LightTAG Science

Here’s a little about the science behind LightTAG:


The image that forms inside the camera is upside down, just as it is on the retina of our eyes. The quirky orientation is because light travels in straight lines through the small aperture at the front of the camera or pupil of our eye.

Our brains interpret the image on the retina to show 
us the world the right way up (anything else would be 
too confusing). Cameras record the image faithfully upside down.

Light travels in straight lines but can appear to curve round corners in fibre optic cable. The glass fibre acts like a tube inside which the light reflects off the inner walls until it emerges at the end. We have known about these properties of light for centuries but it is only recently we have used the principle for applications as diverse as cables carrying broadband and Christmas tree lights.


All cameras work on the same scientific principals and can be reduced to a box with a hole at the front with some method of detecting light on the inside (such as celluloid in a film camera).
Without the need for batteries or lenses, the young people used their knowledge of light to put together pinhole cameras and create beautiful images like this one.

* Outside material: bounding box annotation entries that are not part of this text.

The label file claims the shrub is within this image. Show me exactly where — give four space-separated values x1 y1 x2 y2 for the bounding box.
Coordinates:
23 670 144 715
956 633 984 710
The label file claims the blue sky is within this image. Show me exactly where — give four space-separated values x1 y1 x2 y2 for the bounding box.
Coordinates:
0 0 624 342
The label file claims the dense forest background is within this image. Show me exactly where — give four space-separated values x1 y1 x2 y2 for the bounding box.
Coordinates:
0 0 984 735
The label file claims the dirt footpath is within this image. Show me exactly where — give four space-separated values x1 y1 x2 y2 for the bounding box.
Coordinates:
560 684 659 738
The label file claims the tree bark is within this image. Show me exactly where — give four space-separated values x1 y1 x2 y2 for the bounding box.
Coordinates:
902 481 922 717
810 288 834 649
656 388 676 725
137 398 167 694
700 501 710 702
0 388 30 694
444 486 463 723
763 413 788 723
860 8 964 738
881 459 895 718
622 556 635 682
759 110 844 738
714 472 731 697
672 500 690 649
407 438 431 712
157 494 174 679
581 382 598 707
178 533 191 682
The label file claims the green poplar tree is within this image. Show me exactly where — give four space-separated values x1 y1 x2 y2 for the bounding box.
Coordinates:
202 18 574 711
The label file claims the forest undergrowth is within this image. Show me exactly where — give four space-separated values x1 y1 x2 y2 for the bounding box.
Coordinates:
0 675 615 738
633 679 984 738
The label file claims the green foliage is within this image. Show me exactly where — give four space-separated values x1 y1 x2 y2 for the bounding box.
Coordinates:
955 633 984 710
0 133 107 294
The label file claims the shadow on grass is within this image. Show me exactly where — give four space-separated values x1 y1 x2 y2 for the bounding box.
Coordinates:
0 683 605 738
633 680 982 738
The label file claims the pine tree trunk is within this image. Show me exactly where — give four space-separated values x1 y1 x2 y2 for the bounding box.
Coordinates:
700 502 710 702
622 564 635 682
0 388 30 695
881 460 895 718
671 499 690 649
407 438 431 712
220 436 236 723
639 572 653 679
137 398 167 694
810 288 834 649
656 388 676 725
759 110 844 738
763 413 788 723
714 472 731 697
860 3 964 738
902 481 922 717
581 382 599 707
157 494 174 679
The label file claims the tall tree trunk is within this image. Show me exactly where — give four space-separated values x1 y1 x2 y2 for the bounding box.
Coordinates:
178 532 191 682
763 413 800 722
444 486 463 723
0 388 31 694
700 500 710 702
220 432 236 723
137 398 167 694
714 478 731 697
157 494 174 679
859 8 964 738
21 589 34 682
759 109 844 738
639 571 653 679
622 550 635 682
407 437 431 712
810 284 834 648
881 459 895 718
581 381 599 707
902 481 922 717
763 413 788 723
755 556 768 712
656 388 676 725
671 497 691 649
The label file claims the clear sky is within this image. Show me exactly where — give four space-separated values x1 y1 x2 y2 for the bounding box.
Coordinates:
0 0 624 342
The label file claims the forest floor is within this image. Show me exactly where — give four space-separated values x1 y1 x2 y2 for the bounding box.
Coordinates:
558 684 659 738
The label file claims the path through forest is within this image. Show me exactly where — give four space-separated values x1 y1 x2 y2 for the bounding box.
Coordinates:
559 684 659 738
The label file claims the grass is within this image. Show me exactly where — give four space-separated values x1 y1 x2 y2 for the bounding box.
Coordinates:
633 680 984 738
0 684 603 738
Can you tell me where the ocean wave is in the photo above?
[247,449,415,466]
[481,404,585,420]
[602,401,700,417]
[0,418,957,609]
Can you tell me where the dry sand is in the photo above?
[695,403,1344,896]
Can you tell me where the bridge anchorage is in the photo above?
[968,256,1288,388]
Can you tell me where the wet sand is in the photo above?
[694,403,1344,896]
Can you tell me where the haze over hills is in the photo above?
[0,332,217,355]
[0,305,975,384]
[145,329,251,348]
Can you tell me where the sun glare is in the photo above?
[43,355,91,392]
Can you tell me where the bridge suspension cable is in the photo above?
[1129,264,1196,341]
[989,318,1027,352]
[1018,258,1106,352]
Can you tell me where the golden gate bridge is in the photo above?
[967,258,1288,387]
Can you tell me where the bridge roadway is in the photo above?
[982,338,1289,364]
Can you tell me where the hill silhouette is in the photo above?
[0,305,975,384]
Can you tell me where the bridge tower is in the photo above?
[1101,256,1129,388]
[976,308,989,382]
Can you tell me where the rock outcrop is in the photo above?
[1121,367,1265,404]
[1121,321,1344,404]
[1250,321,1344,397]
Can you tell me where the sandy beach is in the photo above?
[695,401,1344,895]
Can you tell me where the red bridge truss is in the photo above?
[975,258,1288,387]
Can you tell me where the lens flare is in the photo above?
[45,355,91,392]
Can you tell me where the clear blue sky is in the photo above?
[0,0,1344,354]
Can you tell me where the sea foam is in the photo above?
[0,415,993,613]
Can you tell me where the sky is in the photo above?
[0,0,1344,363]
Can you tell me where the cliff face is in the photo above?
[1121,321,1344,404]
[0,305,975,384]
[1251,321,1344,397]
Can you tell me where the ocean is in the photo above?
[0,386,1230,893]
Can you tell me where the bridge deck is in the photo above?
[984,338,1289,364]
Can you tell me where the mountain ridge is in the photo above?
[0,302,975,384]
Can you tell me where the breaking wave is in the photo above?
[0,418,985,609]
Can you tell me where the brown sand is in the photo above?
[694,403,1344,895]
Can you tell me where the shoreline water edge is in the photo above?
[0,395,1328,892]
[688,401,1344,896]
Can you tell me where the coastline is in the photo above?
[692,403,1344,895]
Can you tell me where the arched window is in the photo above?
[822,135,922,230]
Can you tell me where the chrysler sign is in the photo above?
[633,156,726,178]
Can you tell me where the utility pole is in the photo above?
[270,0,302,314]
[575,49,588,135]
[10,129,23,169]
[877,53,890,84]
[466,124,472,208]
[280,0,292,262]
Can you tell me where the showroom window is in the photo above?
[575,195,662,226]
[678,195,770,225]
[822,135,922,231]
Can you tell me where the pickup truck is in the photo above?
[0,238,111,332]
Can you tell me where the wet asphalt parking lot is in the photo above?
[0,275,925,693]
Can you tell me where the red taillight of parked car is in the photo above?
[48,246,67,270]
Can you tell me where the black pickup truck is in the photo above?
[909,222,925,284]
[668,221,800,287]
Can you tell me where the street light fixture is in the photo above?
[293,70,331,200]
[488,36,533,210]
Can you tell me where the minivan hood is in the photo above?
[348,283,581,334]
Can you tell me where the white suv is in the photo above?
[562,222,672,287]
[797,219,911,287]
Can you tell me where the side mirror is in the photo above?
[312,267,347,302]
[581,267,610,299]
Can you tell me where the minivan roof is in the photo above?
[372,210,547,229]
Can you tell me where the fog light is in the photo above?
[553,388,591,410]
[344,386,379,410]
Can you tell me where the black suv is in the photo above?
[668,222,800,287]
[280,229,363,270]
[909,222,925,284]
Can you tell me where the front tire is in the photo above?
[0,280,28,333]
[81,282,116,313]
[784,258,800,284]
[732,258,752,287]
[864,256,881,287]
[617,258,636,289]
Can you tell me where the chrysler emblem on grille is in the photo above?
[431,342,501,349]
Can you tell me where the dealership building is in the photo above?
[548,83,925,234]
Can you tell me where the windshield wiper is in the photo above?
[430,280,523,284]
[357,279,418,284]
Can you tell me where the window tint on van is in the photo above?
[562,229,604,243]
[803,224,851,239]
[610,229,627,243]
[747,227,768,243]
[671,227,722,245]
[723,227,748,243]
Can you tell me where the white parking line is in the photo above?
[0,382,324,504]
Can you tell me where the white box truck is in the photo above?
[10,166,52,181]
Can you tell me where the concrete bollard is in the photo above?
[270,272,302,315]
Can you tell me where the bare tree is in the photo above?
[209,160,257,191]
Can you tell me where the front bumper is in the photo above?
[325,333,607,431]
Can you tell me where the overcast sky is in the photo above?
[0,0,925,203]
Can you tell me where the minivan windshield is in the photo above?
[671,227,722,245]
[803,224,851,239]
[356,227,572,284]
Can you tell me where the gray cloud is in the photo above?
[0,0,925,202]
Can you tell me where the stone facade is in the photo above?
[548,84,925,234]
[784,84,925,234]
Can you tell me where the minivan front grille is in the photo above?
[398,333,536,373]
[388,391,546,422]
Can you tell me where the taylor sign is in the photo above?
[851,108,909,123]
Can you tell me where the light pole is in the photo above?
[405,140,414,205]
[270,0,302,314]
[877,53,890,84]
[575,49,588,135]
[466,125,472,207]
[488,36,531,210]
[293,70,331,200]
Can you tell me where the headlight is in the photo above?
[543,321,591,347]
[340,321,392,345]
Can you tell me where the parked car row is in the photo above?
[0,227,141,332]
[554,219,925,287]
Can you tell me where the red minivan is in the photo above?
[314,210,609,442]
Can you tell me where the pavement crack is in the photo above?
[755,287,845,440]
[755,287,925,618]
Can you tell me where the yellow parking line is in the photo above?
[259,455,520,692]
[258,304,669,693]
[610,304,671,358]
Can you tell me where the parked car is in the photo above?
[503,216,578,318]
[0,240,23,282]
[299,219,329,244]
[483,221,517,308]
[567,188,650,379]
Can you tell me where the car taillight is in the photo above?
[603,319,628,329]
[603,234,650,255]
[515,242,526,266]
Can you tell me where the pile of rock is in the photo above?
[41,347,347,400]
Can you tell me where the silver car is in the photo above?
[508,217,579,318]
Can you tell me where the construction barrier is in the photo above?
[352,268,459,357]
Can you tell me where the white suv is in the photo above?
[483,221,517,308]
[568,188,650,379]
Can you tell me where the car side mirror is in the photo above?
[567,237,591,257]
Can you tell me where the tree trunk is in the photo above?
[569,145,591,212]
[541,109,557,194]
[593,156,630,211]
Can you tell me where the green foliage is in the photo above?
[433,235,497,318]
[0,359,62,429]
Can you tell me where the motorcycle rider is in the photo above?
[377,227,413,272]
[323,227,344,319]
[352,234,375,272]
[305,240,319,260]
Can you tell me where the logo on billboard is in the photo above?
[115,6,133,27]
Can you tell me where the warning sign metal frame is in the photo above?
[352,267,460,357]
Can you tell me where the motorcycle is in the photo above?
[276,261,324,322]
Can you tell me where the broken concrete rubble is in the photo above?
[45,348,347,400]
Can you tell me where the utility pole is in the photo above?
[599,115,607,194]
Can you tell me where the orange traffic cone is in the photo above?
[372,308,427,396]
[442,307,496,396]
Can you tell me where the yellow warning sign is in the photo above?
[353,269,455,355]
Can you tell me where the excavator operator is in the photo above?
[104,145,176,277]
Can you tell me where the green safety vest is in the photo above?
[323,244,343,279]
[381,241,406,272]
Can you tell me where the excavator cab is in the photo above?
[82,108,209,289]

All of the young people we have worked with have been encouraged to experiment with the camera and different LED lights in the true spirit of scientific investigation. As with scientific discoveries some of the most creative and spectacular results of these experiments have been through happy accident. One of the most common questions heard, from participants and mentors alike, 
has been ‘How did you do that?’

Our eyes are ’tuned’ to see electromagnetic waves in a very narrow range. The electromagnetic waves are what we perceive as colours of the rainbow. Whilst human eyes are particularly sensitive to colours red, green and blue other animals such as bees can see beyond our visible range into the Ultra Violet region.

Learning about aperture size, exposure time, focus 
and sensitivity of the detector (ISO) the young people could experiment with different settings to create a 
range of effects.

We can study the universe using electromagnetic waves beyond the visible region. The thermal camera here uses infra red wavelengths to ‘show’ what we normally perceive as heat. Objects that appear dull 
to our eyes suddenly shine and bright LED lights are almost invisible because they don’t give off heat.

LED’s are a very efficient form of lighting and easy to use for LightTAG because they are small and easy to put together. The LED is taped to a coin battery. The batteries last for a few days giving strong bright colours.
Unlike incandescent light bulbs LED’s use most energy to create light instead of heat making them easy to handle and low in energy consumption.

Light can be blended in a camera in a method similar to mixing paint on a canvas. Light is emitted so adding more colours creates a brighter and whiter light. Paint absorbs light and so mixing more colours creates a duller, darker final colour. The primary colours in light are red, blue and green from which all other colours can be formed.

Light is a form of energy and it is this that allows us to record images inside a camera. Whether we use film stock where light energy causes a chemical reaction, or if we use digital cameras where a CCD turns the light energy to a small electric signal recorded by a processor.
This photo shows a light sensitive material which absorbs ultra violet light causing electrons in the material to move to an ‘excited’ higher level. When the electrons relax back to their original levels a green light is emitted. 
The process can take several minutes over which time the green light slowly fades as 
there are fewer and fewer electrons left in 
their excited state.

White light is made up of all the colours of the rainbow. There are many different ways we can separate the colours, using prisms, diffraction gratings (as shown in the photo) or even using the particles in the air as we see in every sunset and sunrise. There is much information contained in the spectra created which can tell us about the stars in the universe, their distance, temperature and even what they are made of.

LED technology has developed through a knowledge of the structure of materials. In a similar way to the phosphorescent sheet the electrons in an LED are promoted to a higher state by energy from the battery. When they fall back to the ground state, light of a 
specific wavelength is emitted and therefore we get different colours.